Punta Guaniquilla Nature Reserve
Cabo Rojo, Puerto Rico
The Punta Guaniquilla Nature Reserve is located on the southwest coast of the South Region of Puerto Rico in the municipality of Cabo Rojo. It is one of the most extraordinary places on the island: a landscape of boulders in the middle of a lagoon, which could very well be taken as something out of this world.
The reserve is a wonderful paradise for wildlife in Puerto Rico. It has impressive limestone formations that emerge from the Guaniquilla Lagoon, along with spectacular headlands, constituting a landscape of unique aesthetic value in Puerto Rico.
These rock formations are part of the southern karst strip, and date back to geological processes of more than 11,000,000 years, when the Sierra Bermeja de Laja was just another island in the Puerto Rican archipelago.
From the moment one enters the main area, it allows us to leave behind the usual noise of human activities on the beaches, giving way to the delicate maritime-terrestrial ecosystems of this natural reserve.
Dry forests and grasslands predominate in this reserve, along with grasslands, mangroves and the imposing Guaniquilla Lagoon. The lagoon serves as an important refuge for migratory birds protected both locally and federally, visiting the area each winter from as far away as the Canadian Tundra.
Because of this, Punta Guaniquilla has also been designated as an Important Bird Area (IBA), a classification given by BirdLife International to those areas that are crucial for the survival of endemic, native and visiting species. In fact, fifteen of the seventeen endemic species of Puerto Rico are found here.
In addition, its ecosystems provide habitat for numerous species of flora and fauna that are rare or that are currently in a critical state of conservation or in danger of extinction. For all these reasons, Punta Guaniquilla represents a fragile natural treasure for all Puerto Ricans.
Three places along the Reserve share the same name as “Guaniquilla”: the highest hill in the area, Cerro Guaniquilla; the largest lagoon, Laguna Guaniquilla; and the southwest peninsula of the Reserve, Punta Guaniquilla.
The reserve protects a total of 450.39 acres of subtropical dry forest including wetland and upland wildlife habitats, limestone formations, two cave systems, and one of the most important examples of subtropical dry forest on limestone rock in all the island of Puerto Rico.
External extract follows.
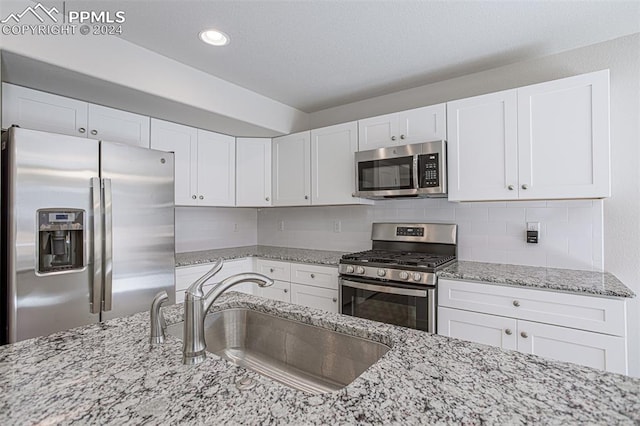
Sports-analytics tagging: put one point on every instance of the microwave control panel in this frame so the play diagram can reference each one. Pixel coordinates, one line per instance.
(429, 170)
The area has two coastal lagoons of varying size that are considered key wildlife habitats for waterfowl species in Puerto Rico. The larger “Laguna Guaniquilla” covers an estimated 23.5 acres, while the smaller lagoon covers an estimated 11.4 acres. Both can experience long, dry periods throughout the year and also represent a critical wildlife area for both migratory bird species and numerous resident aquatic species, some of them threatened and endangered.
The reserve is ideal for exploration activities where the best experience is taking a kayak trip. You be able to have a better view from the water towards the volcanic stones. In addition to admiring the hazy route, it is also a sanctuary for lovers of migratory bird watching on the island.
For those who like to do internal tourism and hiking, the walk in this reserve is long and very attractive. You will be able to see ruins with small bricks and masonry of the last station of the old Puerto Rico steam train. You will also see the ruins of a 19th century hacienda which can be found near the top of Cerro Guaniquilla, from where you can also appreciate panoramic views of Desecheo Island, Boquerón State Forest and Mona Island on clear days. and clear.
Among other places that you can visit is the Hacienda la Romana; located near the entrance of the reserve. Perfect for taking photos and learning a bit about past history. Following that same path you will find the Cave of the pirate Cofresí. Although the entrance to this cave is small, inside it is huge and worth exploring.
The Reserve’s coastal strip connects Punta Guaniquilla and Punta Pitahaya with the Boquerón State Forest, the Boquerón Wildlife Refuge and the Rincón Lagoon (Caño Boquerón).
The Reserve is a special place and is one of the jewels of Puerto Rico like no other on the island. It is the perfect place for hiking, walking and getting away for a day and getting back in touch with the natural beauty of the world around us.
You can walk along the coast, mangrove forests, narrow trails, small beach coves, with the reward of being able to see, at the end of the road, the impressive beautiful views of Laguna Guaniquilla. Continue enjoying this good walk, walking along the path until you reach Buyé Beach, which will take about 30 minutes.
The Reserve is protected and maintained by the Puerto Rico Conservation Trust. Before visiting the reserve it is important that you manage the permits with said entity. The Trust sometimes offers “tours” to Laguana Guaniquilla.